Sally Abbott nodded; that was where she’d stopped.

With the intense vision of the very drunk, he watched the door of the white car fly open and saw two booted feet hit the pavement. “There he is!” someone shouted, and the sound seemed, amusingly, to reach him from behind, from the thick night and fog. It came to him that if he were hanging from the bottom girder of the bridge, as he’d meant to be, he couldn’t see the squad cars. Gripping tightly with his right hand, he let go with his left and groped for something lower. It was farther down than he would have expected, but large, with wonderful flanges. He gripped it with all his might, and lowered his right hand. He swung, or else the bridge yawed — by mathematics he could support either theory — but the grip of both hands held. He made his legs into dead weights to stop the swinging.
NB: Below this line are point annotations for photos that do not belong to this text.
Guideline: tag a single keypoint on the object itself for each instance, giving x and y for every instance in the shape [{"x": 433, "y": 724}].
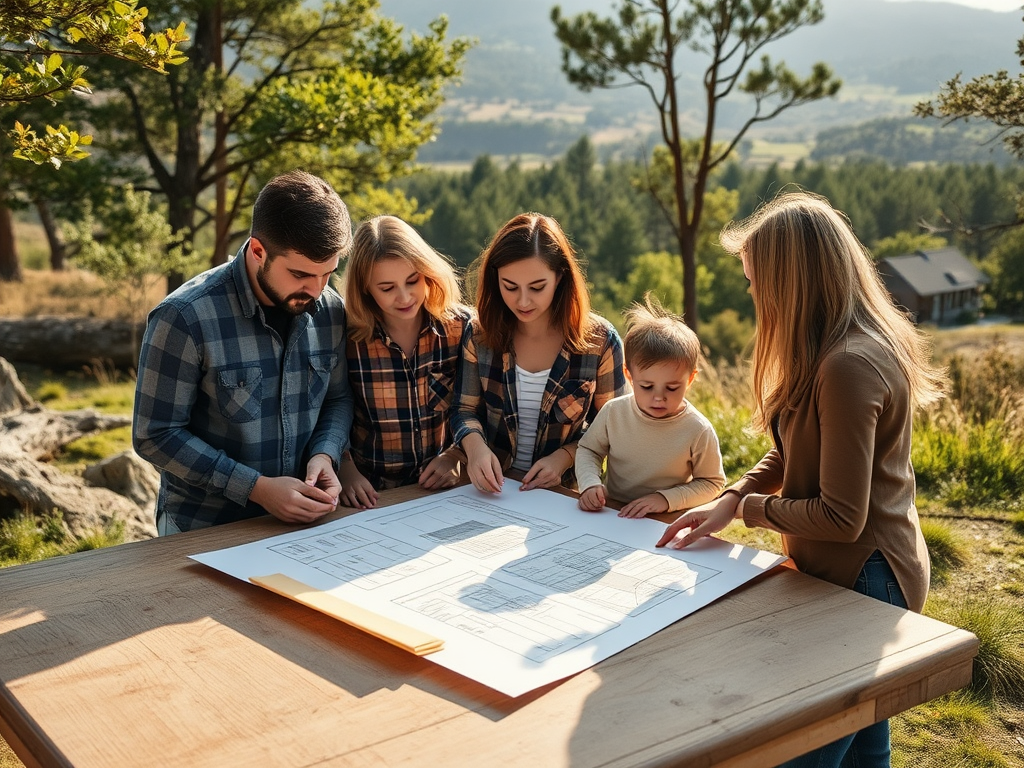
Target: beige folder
[{"x": 404, "y": 637}]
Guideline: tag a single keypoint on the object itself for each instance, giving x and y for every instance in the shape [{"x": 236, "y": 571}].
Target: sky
[{"x": 989, "y": 4}]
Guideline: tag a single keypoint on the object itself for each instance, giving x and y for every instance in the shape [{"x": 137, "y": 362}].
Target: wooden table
[{"x": 136, "y": 655}]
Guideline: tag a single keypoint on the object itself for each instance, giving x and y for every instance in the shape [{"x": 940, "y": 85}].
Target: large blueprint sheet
[{"x": 523, "y": 588}]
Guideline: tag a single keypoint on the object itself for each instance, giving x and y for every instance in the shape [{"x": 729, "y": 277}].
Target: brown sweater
[{"x": 841, "y": 484}]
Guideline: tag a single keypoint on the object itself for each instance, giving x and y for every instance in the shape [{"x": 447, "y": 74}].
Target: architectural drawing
[{"x": 523, "y": 588}]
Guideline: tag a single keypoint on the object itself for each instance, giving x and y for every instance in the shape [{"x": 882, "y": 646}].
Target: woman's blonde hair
[
  {"x": 389, "y": 238},
  {"x": 523, "y": 237},
  {"x": 811, "y": 281}
]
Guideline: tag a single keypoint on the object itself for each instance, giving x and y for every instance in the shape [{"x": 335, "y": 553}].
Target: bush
[
  {"x": 998, "y": 668},
  {"x": 946, "y": 549},
  {"x": 963, "y": 464},
  {"x": 51, "y": 390}
]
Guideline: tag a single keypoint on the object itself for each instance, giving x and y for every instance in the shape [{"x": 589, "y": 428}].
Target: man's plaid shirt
[
  {"x": 221, "y": 399},
  {"x": 401, "y": 404},
  {"x": 578, "y": 386}
]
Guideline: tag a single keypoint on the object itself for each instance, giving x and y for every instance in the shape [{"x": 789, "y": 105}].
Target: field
[{"x": 971, "y": 475}]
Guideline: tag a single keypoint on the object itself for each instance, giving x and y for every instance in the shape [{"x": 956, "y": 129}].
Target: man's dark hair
[{"x": 300, "y": 212}]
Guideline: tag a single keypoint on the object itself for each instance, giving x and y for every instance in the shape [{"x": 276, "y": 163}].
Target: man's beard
[{"x": 296, "y": 303}]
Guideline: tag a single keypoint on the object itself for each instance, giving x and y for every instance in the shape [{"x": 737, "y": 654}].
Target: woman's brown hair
[{"x": 526, "y": 236}]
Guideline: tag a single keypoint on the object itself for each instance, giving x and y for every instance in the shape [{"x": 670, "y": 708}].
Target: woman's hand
[
  {"x": 481, "y": 465},
  {"x": 548, "y": 471},
  {"x": 593, "y": 499},
  {"x": 441, "y": 471},
  {"x": 651, "y": 504},
  {"x": 704, "y": 520},
  {"x": 356, "y": 491}
]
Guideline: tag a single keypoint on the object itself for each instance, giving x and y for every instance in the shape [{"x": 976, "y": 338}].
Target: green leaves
[
  {"x": 56, "y": 146},
  {"x": 35, "y": 32}
]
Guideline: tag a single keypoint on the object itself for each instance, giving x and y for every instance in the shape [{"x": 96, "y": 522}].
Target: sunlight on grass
[
  {"x": 998, "y": 624},
  {"x": 946, "y": 548}
]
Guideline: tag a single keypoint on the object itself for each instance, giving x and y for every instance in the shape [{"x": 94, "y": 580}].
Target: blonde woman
[
  {"x": 838, "y": 374},
  {"x": 404, "y": 325},
  {"x": 539, "y": 365}
]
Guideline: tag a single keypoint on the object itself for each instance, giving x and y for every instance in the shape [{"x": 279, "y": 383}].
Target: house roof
[{"x": 932, "y": 272}]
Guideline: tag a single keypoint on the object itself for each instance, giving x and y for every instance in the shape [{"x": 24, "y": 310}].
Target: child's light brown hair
[{"x": 654, "y": 335}]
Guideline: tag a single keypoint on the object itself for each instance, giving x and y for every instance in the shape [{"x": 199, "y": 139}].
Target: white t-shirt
[{"x": 529, "y": 391}]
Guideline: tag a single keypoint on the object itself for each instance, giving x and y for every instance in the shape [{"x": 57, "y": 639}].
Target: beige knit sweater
[{"x": 677, "y": 457}]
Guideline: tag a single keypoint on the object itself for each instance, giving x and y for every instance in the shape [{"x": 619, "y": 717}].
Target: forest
[{"x": 627, "y": 242}]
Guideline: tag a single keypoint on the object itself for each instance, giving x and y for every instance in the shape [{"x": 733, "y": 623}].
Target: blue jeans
[{"x": 867, "y": 748}]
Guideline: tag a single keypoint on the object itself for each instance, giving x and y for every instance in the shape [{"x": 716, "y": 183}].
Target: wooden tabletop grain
[{"x": 135, "y": 655}]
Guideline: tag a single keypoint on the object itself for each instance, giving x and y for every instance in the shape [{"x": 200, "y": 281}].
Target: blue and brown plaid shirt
[
  {"x": 578, "y": 386},
  {"x": 401, "y": 404},
  {"x": 221, "y": 398}
]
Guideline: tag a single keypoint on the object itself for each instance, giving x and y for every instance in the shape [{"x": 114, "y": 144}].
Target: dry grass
[{"x": 73, "y": 292}]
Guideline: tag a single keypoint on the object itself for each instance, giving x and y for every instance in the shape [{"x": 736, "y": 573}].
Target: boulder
[{"x": 127, "y": 474}]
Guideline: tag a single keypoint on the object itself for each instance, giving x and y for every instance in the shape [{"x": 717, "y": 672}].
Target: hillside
[{"x": 888, "y": 54}]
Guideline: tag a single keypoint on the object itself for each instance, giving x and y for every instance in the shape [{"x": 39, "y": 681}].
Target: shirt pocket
[
  {"x": 440, "y": 387},
  {"x": 572, "y": 400},
  {"x": 321, "y": 368},
  {"x": 240, "y": 393}
]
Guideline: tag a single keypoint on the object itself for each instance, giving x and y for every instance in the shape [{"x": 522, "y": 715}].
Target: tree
[
  {"x": 997, "y": 99},
  {"x": 130, "y": 247},
  {"x": 271, "y": 85},
  {"x": 641, "y": 46},
  {"x": 42, "y": 43}
]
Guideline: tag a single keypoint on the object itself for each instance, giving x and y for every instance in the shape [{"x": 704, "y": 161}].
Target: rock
[
  {"x": 38, "y": 488},
  {"x": 127, "y": 474}
]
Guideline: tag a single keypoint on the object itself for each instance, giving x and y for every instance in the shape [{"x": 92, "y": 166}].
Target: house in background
[{"x": 934, "y": 287}]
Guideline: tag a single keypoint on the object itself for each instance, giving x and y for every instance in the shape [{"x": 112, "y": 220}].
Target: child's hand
[
  {"x": 651, "y": 504},
  {"x": 356, "y": 491},
  {"x": 592, "y": 500}
]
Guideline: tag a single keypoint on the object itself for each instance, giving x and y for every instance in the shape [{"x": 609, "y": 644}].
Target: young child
[
  {"x": 404, "y": 334},
  {"x": 663, "y": 454},
  {"x": 539, "y": 365}
]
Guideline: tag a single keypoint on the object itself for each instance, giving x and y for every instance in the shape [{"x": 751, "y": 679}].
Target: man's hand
[
  {"x": 292, "y": 501},
  {"x": 320, "y": 473},
  {"x": 593, "y": 499},
  {"x": 356, "y": 491},
  {"x": 651, "y": 504}
]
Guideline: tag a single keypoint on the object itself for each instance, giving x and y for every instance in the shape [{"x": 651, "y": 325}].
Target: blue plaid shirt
[
  {"x": 221, "y": 398},
  {"x": 578, "y": 386}
]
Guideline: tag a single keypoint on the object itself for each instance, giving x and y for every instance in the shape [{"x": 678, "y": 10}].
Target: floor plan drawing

Sally Abbott read without commitment at first, just a hint of curiosity and a tentative willingness to perhaps be amused. But quite imperceptibly the real world lost weight and the print on the page gave way to images, an alternative reality more charged than mere life, more ghostly yet nearer, suffused with a curious importance and manageability. She began to fall in with the book’s snappy rhythms, becoming herself more wry, more wearily disgusted with the world — not only with her own but with the whole “universe,” as the book kept saying — a word that hadn’t entered Sally’s thoughts in years. Life became larger, in vibration to such words, and she, the observer and container of this universe, became necessarily more vast than its space, became indeed (though she would not have said so) godlike. By degrees, without knowing she was doing it, she gave in to the illusion, the comforting security of her vantage point, until whenever she looked up from the page to rest her eyes, it seemed that the door, the walls, the dresser, the heavy onyx clock had no more substance than a plate-glass reflection; what was real and enduring was the adventure flickering on the wall of her brain, a phantom world filled with its own queer laws and character. She read — at first doubtfully, but with increasing abandon:

He could see all San Francisco now. It was beautiful, rising, slightly bleary, out of fog. Interestingly enough, his whole body felt limp, muscleless, yet he was hanging by, essentially, only three fingers of each hand, only two knuckles involved on each finger, or six knuckles in all, approximately. It was incredible. Also, it was incredible that they’d found his car so quickly. Civilization was a marvelous thing. He thought of the Babylonians, the Romans. “Hang on!” someone yelled. He hung on, for reasons of his own. There was great commotion now on the bridge above him.